Chaque jour, la clairvoyance de ces mots devient de plus en plus évidente. Alors que l’impérialisme américain a réussi à réorganiser le monde capitaliste après la Deuxième Guerre mondiale sur la base de sa force économique, il est poussé actuellement par sa crise à recourir à des moyens militaires pour essayer de surmonter la perte de son pouvoir économique.

Dans son discours, Obama a fait l’éloge des vétérans rassemblés pour avoir « mené une guerre pour que nous pussions connaître la paix, » et demandé la bénédiction de Dieu pour l’armée américaine d’aujourd’hui « qui est de nos jours au service de la paix et de la sécurité de notre monde. »

En dépit de ce discours de « paix » à l’occasion de la commémoration de la seconde Guerre mondiale, il est clair que l’impérialisme américain et le gouvernement Obama sont ardemment en train d’en planifier une troisième.

De par son « pivot » Asie-Pacifique, il est délibérément en train de provoquer la Chine tout en encourageant le Japon, les Philippines et d’autres pays de la région à créer les conditions requises pour une confrontation militaire.

Dans sa campagne en faveur d’un changement de régime en Ukraine, il confronte la Russie à la menace existentielle de voir l’OTAN avancer jusqu’à ses frontières mêmes.

Enfin, son objectif est de briser la capacité de la Russie et de la Chine de se mettre en travers de l’hégémonie américaine tant sur le plan régional qu’international en réduisant les deux pays à l’état de semi colonies. En poursuivant impitoyablement ce but stratégique, il risque de déclencher une troisième guerre mondiale nucléaire.

La tournée européenne de quatre jours d’Obama a tourné quelque peu au fiasco, exposant la réticence de plus en plus ouverte des puissances européennes – notamment la France et l’Allemagne – à se conformer à Washington dans l’escalade d’une confrontation avec la Russie.

C’est ce qui a été exprimé vendredi dans une rubrique publiée par l’influent journal allemand Die Zeit et intitulée « L’Europe doit ajuster ses relations avec les Etats-Unis. » L’article prévient que « ni la politique américaine envers l’Ukraine et la Russie ni la grande stratégie de l’Amérique en soi n’est dans l’intérêt de l’Europe. »

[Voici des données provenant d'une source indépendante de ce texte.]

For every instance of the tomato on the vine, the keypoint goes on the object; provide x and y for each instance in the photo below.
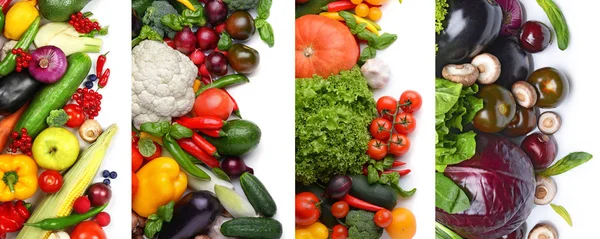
(340, 209)
(307, 211)
(399, 144)
(50, 181)
(405, 123)
(76, 115)
(381, 129)
(377, 149)
(410, 101)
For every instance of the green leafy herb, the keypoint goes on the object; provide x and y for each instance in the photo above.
(57, 118)
(559, 23)
(565, 164)
(449, 197)
(147, 147)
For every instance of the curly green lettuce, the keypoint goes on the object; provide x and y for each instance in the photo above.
(332, 119)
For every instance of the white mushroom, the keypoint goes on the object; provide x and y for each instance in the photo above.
(90, 130)
(549, 122)
(545, 190)
(488, 66)
(465, 74)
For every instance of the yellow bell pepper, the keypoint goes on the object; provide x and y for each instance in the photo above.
(315, 231)
(160, 181)
(18, 18)
(18, 177)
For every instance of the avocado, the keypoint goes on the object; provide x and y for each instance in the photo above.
(60, 10)
(241, 136)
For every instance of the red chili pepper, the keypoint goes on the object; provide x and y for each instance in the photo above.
(360, 204)
(104, 79)
(339, 6)
(189, 146)
(205, 145)
(100, 64)
(13, 215)
(236, 109)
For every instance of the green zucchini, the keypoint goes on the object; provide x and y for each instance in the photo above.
(252, 228)
(258, 195)
(54, 96)
(378, 194)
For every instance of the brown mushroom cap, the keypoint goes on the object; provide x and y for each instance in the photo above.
(465, 74)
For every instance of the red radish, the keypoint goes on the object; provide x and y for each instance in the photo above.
(185, 40)
(207, 38)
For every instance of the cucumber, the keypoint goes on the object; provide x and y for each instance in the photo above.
(241, 136)
(252, 228)
(378, 194)
(54, 96)
(258, 195)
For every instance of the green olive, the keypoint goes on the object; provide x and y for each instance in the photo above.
(498, 109)
(243, 59)
(524, 122)
(551, 85)
(240, 25)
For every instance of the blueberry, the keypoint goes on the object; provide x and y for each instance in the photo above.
(89, 84)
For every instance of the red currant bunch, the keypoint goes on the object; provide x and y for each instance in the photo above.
(89, 100)
(22, 59)
(22, 142)
(83, 24)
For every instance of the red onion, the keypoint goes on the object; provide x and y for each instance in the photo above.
(513, 15)
(48, 64)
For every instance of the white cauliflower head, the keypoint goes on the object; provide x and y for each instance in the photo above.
(162, 80)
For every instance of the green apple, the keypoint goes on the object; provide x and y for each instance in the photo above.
(55, 148)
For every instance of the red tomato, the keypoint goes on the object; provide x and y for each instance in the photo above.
(88, 230)
(377, 149)
(405, 123)
(383, 218)
(410, 101)
(214, 102)
(76, 115)
(399, 144)
(307, 211)
(339, 232)
(381, 129)
(387, 106)
(50, 181)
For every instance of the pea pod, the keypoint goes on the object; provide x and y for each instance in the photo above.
(9, 63)
(182, 158)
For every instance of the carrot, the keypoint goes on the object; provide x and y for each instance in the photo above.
(8, 123)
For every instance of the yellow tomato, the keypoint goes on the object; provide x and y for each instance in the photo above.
(404, 225)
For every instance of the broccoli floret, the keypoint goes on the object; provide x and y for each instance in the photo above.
(361, 225)
(154, 14)
(234, 5)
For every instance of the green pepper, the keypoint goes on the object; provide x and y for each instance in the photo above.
(9, 63)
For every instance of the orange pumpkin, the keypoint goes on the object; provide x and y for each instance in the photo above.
(323, 46)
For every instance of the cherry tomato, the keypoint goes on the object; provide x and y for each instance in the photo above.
(50, 181)
(377, 149)
(88, 230)
(307, 211)
(383, 218)
(399, 144)
(403, 225)
(410, 101)
(381, 129)
(340, 209)
(76, 115)
(214, 102)
(339, 232)
(387, 106)
(405, 123)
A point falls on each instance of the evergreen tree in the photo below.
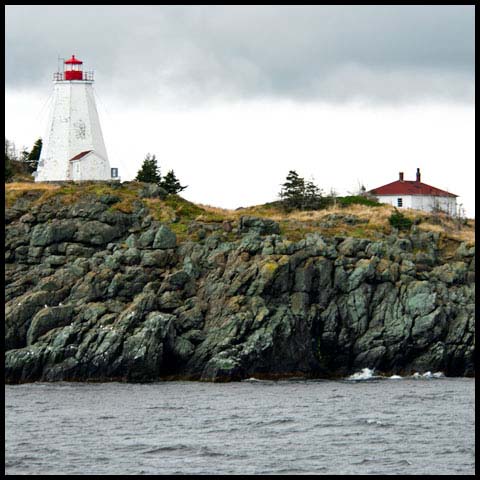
(8, 169)
(34, 156)
(149, 172)
(313, 197)
(171, 183)
(293, 191)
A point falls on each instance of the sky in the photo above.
(233, 97)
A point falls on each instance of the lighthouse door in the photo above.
(76, 170)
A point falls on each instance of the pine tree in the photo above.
(293, 191)
(313, 197)
(8, 169)
(34, 156)
(171, 183)
(149, 172)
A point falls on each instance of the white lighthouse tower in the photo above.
(73, 148)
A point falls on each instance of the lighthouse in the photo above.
(73, 148)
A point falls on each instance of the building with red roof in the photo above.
(416, 194)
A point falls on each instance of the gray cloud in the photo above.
(197, 53)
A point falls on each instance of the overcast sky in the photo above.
(232, 97)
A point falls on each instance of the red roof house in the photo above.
(415, 194)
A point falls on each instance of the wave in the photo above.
(428, 375)
(365, 374)
(369, 374)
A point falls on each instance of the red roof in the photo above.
(80, 155)
(73, 61)
(410, 187)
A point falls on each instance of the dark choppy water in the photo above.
(403, 426)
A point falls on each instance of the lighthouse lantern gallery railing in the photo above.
(87, 76)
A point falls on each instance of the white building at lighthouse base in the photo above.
(73, 148)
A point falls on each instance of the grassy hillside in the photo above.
(345, 219)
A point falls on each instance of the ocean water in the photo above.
(360, 425)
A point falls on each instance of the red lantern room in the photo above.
(73, 69)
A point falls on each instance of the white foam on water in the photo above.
(428, 374)
(365, 374)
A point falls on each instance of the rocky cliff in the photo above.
(97, 293)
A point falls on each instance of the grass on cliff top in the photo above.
(179, 212)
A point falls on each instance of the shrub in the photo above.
(359, 200)
(399, 220)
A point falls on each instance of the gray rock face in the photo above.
(102, 295)
(164, 238)
(262, 226)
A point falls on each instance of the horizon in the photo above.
(232, 119)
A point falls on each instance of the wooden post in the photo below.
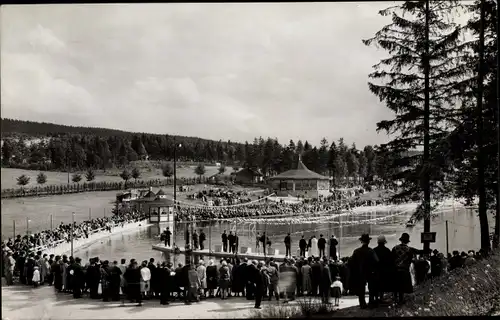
(447, 242)
(341, 233)
(72, 230)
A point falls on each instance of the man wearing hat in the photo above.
(362, 265)
(403, 257)
(386, 268)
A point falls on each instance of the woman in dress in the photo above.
(306, 277)
(224, 277)
(202, 276)
(211, 278)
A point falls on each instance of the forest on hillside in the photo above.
(81, 148)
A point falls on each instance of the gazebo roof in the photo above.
(301, 173)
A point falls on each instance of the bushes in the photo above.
(91, 186)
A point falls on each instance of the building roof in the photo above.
(254, 173)
(162, 202)
(301, 173)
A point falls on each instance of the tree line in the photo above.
(86, 149)
(440, 80)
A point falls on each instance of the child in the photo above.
(337, 290)
(36, 277)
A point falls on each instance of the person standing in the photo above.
(168, 234)
(93, 278)
(236, 243)
(302, 246)
(363, 265)
(288, 244)
(202, 276)
(224, 277)
(224, 241)
(133, 279)
(195, 240)
(386, 269)
(272, 271)
(203, 237)
(258, 284)
(326, 282)
(257, 243)
(105, 280)
(316, 269)
(263, 239)
(403, 257)
(231, 240)
(9, 268)
(321, 246)
(115, 281)
(306, 277)
(164, 279)
(333, 247)
(154, 289)
(78, 278)
(123, 268)
(314, 247)
(187, 238)
(56, 270)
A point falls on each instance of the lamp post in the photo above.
(72, 230)
(175, 195)
(496, 234)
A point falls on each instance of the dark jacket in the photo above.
(362, 265)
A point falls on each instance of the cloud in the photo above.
(219, 71)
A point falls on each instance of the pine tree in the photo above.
(419, 83)
(136, 173)
(90, 175)
(76, 177)
(41, 178)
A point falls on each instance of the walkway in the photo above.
(21, 302)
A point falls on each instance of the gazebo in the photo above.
(300, 182)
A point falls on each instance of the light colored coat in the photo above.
(314, 251)
(202, 275)
(36, 276)
(306, 278)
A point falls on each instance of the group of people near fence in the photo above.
(84, 229)
(383, 272)
(28, 247)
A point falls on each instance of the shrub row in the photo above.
(50, 190)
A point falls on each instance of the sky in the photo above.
(217, 71)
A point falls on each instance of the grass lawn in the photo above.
(9, 175)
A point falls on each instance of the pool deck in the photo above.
(212, 253)
(23, 302)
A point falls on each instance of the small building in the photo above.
(300, 182)
(247, 175)
(156, 205)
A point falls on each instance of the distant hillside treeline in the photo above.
(81, 148)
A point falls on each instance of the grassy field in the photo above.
(9, 175)
(95, 204)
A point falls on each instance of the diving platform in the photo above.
(244, 252)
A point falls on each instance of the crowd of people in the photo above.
(27, 245)
(221, 197)
(382, 270)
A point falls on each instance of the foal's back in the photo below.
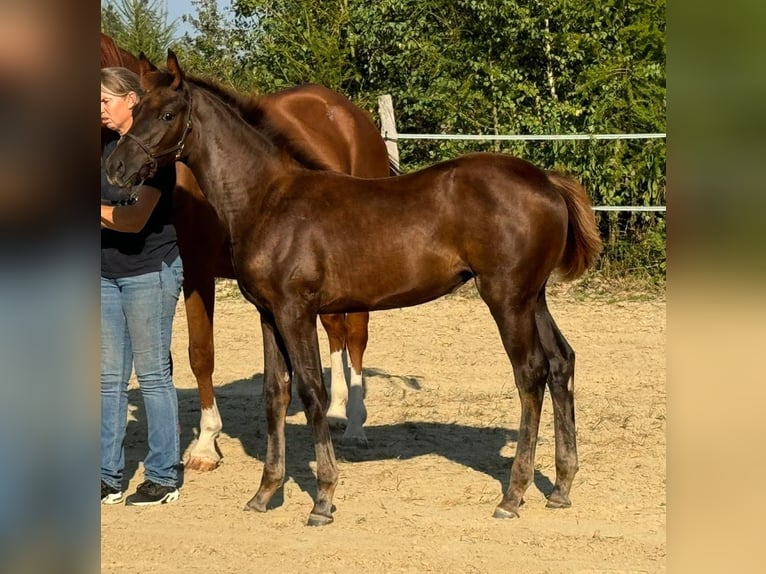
(374, 244)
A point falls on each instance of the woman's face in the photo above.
(117, 111)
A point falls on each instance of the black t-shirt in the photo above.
(131, 254)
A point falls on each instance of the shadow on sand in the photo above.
(241, 409)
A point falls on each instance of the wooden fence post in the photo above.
(388, 127)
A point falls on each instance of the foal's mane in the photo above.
(252, 111)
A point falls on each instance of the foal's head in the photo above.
(160, 127)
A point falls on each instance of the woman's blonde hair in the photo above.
(120, 82)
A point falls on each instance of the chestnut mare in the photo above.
(307, 242)
(322, 130)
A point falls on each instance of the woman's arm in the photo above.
(131, 218)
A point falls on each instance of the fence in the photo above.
(391, 137)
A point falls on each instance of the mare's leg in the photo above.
(516, 321)
(335, 326)
(276, 400)
(298, 328)
(356, 329)
(561, 384)
(199, 299)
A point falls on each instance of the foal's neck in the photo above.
(233, 162)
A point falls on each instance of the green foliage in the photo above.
(477, 66)
(139, 26)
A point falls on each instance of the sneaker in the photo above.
(110, 495)
(150, 493)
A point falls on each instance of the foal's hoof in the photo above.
(354, 439)
(557, 500)
(503, 513)
(319, 520)
(336, 422)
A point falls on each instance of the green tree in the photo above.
(476, 66)
(139, 26)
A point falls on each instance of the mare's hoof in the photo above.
(503, 513)
(319, 520)
(254, 505)
(202, 464)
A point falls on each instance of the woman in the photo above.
(141, 278)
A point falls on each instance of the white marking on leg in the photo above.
(210, 425)
(357, 412)
(338, 389)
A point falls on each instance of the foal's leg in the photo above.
(276, 399)
(335, 326)
(356, 329)
(516, 322)
(199, 300)
(298, 328)
(561, 384)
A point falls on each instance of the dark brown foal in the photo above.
(295, 232)
(319, 129)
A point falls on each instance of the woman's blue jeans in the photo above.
(136, 326)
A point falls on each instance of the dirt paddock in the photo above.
(442, 418)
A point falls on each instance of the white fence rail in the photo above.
(391, 137)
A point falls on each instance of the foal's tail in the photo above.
(583, 241)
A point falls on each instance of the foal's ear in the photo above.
(144, 65)
(175, 69)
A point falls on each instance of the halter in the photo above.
(178, 148)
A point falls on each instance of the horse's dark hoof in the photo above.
(358, 441)
(503, 513)
(558, 502)
(319, 520)
(336, 422)
(254, 505)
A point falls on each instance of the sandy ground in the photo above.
(443, 415)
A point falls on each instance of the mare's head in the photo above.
(161, 125)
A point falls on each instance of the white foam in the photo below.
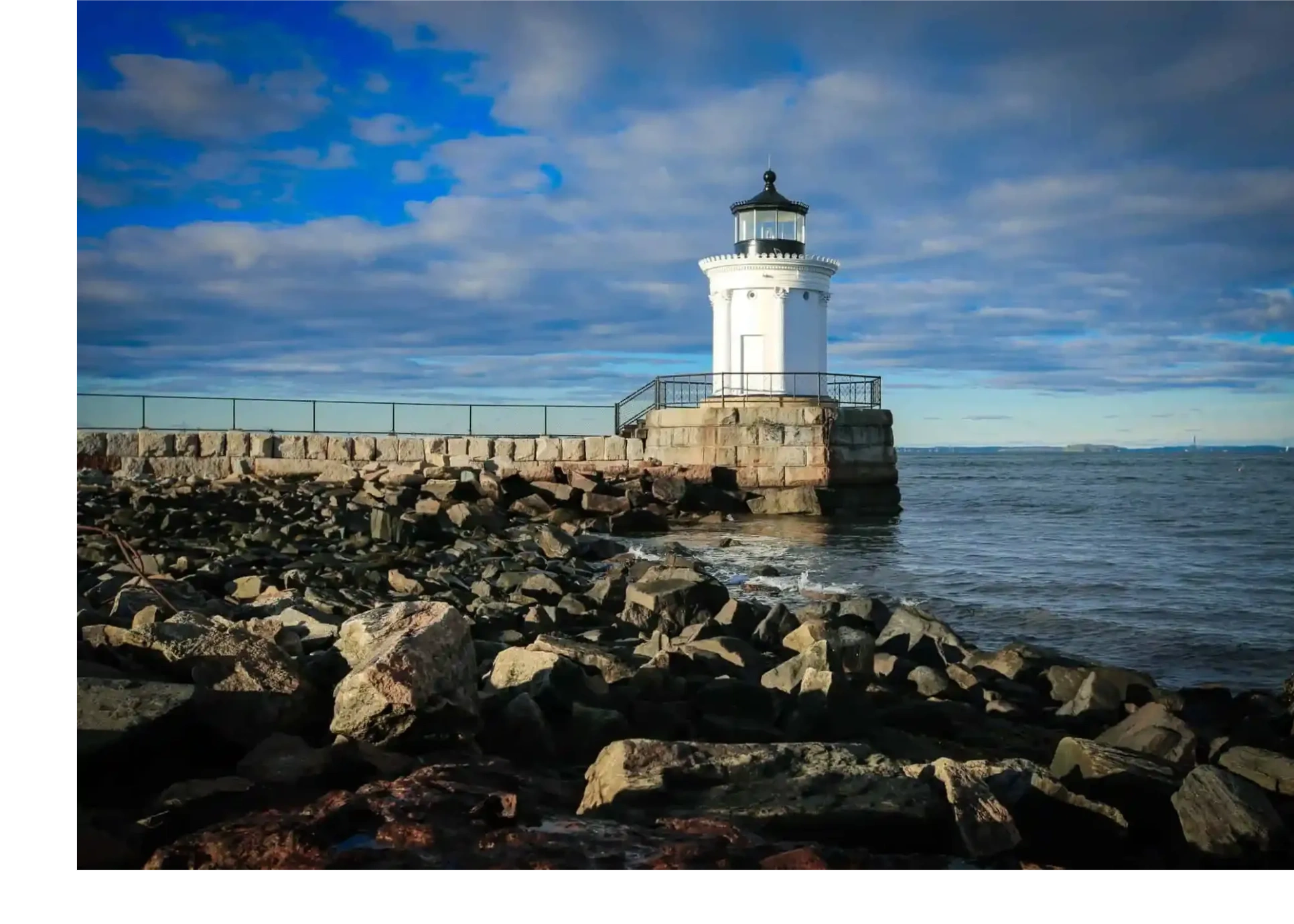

L’article poursuit en affirmant que l’agression de Washington jette les bases pour un axe Chine-Russie-Iran qui « contraindrait l’Occident à poursuivre une politique étrangère plus agressive [c’est-à-dire de guerre] afin de sécuriser son accès aux importantes matières premières de plus en plus rares comme le pétrole. » En opposition à cela, le commentaire insiste pour dire que les intérêts indépendants de l’Allemagne consistent en une « préservation et [un] approfondissement des relations de l’Europe avec la Russie, » et dans le maintien de liens identiques avec l’Iran.

La menace d’une nouvelle guerre mondiale réside non seulement dans les confrontations qui sont attisées par l’impérialisme américain contre la Russie et la Chine, mais aussi dans les intérêts impérialistes contradictoires de l’Europe et de l’Amérique et qui, sous les coups d’une crise économique et financière persistante, risquent d’être transformés en un conflit féroce de tous contre tous.

Une fois de plus, pour la troisième fois en un siècle, l’humanité est confrontée à la menace d’un conflit impérialiste mondial – un conflit bien plus terrible que ceux qui ont débuté en 1914 et en 1939 – et au choix entre le socialisme et la barbarie.

Il n’y a aucun moyen de stopper une nouvelle guerre impérialiste en dehors d’une révolution socialiste internationale. La question décisive est celle de la mise en place d’une nouvelle direction révolutionnaire au sein de la classe ouvrière par la construction du Comité International de la Quatrième Internationale.